Portugal não fugiu à regra. Cavaco Silva, Guterres, Durão Barroso e Sócrates, que agora derramam "lágrimas" pelo País e pelas camadas mais desprotegidas da população atingidas já pela crise, realizaram em Portugal uma política de privatizações que levou à entrega das principais empresas públicas ao grande capital privado nacional e estrangeiro. Só em 2007, 12 empresas públicas que foram privatizadas (EDP, PT, GALP, PORTUCEL, BRISA, TABAQUEIRA, CIMPOR, CUF, REN, TOTTA, CP, BES e BPI) deram aos grandes patrões privados lucros superiores a 3.457 milhões de euros. É evidente que se aquelas empresas não tivessem sido privatizadas, por um lado, constituiriam um importante instrumento no combate à crise e, por outro lado, aqueles lucros que foram para os grandes patrões privados teriam revertido para o Orçamento do Estado, dando a este meios financeiros para pôr em pratica uma politica social e de investimento público visando reduzir os efeitos da crise, no lugar das mini-medidas anunciadas pelo governo cujos resultados serão naturalmente reduzidos e insuficientes.

Um dos méritos desta crise será tornar claro a necessidade de inverter rapidamente todo o processo de privatizações. As nacionalizações não podem apenas servir para que sejam os contribuintes a pagar as consequências de uma gestão capitalista ruinosa, de que é também exemplo o Fundo de Garantia de 20 mil milhões de euros, criado pelo governo à custa do Estado para assegurar à banca o pagamento dos empréstimos que esta tenha de fazer, o que revela a fragilização clara da banca fruto da gestão capitalista.

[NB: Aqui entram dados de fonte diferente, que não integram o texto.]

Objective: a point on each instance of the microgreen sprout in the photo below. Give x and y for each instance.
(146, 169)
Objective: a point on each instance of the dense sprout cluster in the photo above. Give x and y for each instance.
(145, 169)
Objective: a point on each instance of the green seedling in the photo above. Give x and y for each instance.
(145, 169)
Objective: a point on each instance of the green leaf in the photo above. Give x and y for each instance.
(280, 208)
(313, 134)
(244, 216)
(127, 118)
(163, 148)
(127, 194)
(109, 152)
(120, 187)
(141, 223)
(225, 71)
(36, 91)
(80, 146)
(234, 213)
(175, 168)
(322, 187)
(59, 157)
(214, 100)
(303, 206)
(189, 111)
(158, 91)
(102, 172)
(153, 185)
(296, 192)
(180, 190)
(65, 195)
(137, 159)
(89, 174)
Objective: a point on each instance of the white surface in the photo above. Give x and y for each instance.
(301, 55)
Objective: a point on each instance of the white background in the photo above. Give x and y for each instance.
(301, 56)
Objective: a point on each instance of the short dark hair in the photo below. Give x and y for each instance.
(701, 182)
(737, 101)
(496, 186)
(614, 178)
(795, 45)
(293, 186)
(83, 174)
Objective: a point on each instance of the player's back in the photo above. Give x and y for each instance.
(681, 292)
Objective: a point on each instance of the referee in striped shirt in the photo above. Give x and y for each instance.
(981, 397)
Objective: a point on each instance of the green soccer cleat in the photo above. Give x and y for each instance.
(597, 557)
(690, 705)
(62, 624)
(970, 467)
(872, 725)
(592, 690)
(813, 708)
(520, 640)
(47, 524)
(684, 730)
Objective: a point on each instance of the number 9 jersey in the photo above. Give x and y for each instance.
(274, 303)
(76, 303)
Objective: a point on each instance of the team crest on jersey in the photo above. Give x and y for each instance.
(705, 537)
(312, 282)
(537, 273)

Como contrapartida de uma política que não preparou nem o País nem os portugueses para a crise, afinal o que é que este governo tem para oferecer aos portugueses: apenas a redução não durável do défice orçamental para 2,2% feita ainda por cima num período em que a economia portuguesa estava mergulhada numa prolongada crise, o que deixou o País mais atrasado, fragilizado e desarmado perante uma globalização selvagem dominada pelo capital financeiro».

Termino citando Karl Marx, que deve rebolar-se de gozo lá no sítio onde estiver: «A superprodução é especificamente condicionada pela lei geral da produção de capital: produzir até ao limite estabelecido pelas forças produtivas, o que quer dizer explorar a quantidade máxima de trabalho com o montante de capital dado, sem qualquer consideração pelos limites reais do mercado ou as necessidades suportadas pela capacidade para pagar».

E como dissemos aqui há oito dias, as crises de superprodução estoiram quando os trabalhadores já não podem mais permitir-se comprar toda a multidão de bens que os capitalistas os levaram a produzir. A superprodução conduz a mercados saturados, os quais por sua vez levam a uma queda da taxa de lucro para os capitalistas. Confrontados com uma queda da taxa de lucro, a classe capitalista responde com cortes de salários e despedimentos maciços num esforço para cortar custos.

Estes factores são hoje evidentes com os mercados de habitação por todo o globo abarrotados com milhões de casas não vendidas (e milhões de seres humanos sem casa ou a viver em casas miseráveis) lucros em hemorragia contínua para fora dos bancos e corporações, despedimentos e cortes salariais a continuarem sem pausa.

A crise tem uma causa: chama-se capitalismo. Os factos, esses, são a prova.

Só falta condenarem-se, de uma vez por todas, os criminosos.


Lida nas “Provocações” da Rádio Baía em 15/10/2008.